Lors de la présentation de son programme présidentiel, le 17 mars, Emmanuel Macron a indiqué qu’il comptait réduire l’offre de formation professionnelle actuellement disponible en "déférençant les formations professionnelles qui ne sont pas suffisamment qualifiantes ou qui ne débouchent pas suffisamment sur des emplois durables", insinuant que certaines formations seraient peu qualitatives. Quels seraient dans ce contexte les ajustements que le candidat souhaiterait faire, s’il est élu ? Comment faire pour que les organismes de formation parviennent à proposer une offre efficiente en phase avec le marché du travail ?
Les experts restent partagés sur cette proposition. Ils estiment qu’il ne faut pas se tromper de combat, en faisant de mauvais choix, sans répondre aux vraies problématiques.

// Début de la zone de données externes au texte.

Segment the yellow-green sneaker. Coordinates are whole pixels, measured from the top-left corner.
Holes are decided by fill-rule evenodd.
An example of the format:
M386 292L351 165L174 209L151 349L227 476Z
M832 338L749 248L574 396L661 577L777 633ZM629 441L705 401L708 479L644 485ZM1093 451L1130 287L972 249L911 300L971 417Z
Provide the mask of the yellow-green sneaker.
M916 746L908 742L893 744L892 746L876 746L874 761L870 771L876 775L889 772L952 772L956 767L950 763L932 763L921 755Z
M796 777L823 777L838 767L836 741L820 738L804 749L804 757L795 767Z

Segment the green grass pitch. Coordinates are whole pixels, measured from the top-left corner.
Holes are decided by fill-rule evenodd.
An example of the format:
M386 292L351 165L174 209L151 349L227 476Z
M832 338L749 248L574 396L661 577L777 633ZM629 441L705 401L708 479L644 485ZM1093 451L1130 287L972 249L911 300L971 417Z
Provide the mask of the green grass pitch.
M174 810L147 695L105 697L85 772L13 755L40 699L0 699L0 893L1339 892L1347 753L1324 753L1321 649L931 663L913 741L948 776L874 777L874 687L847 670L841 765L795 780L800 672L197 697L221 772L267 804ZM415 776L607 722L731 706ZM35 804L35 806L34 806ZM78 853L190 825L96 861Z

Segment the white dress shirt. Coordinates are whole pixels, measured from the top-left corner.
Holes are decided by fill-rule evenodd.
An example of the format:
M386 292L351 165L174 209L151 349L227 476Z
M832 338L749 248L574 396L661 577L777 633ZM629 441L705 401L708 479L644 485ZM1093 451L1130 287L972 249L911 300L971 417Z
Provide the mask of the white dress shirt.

"Toutes les formations ont leur place qu’il s’agisse d’insertion professionnelle, d’adaptation et de maintien dans l’emploi car le champ des compétences professionnelles est extrêmement large. L’offre doit refléter cette réalité socio-économique", insiste Pierre Courbebaisse, président de la fédération Les Acteurs de la Compétence qui précise que "l’on jette l’opprobre sur l’univers de la formation, en raison des fraudes au CPF, alors que les abus concernent une minorité".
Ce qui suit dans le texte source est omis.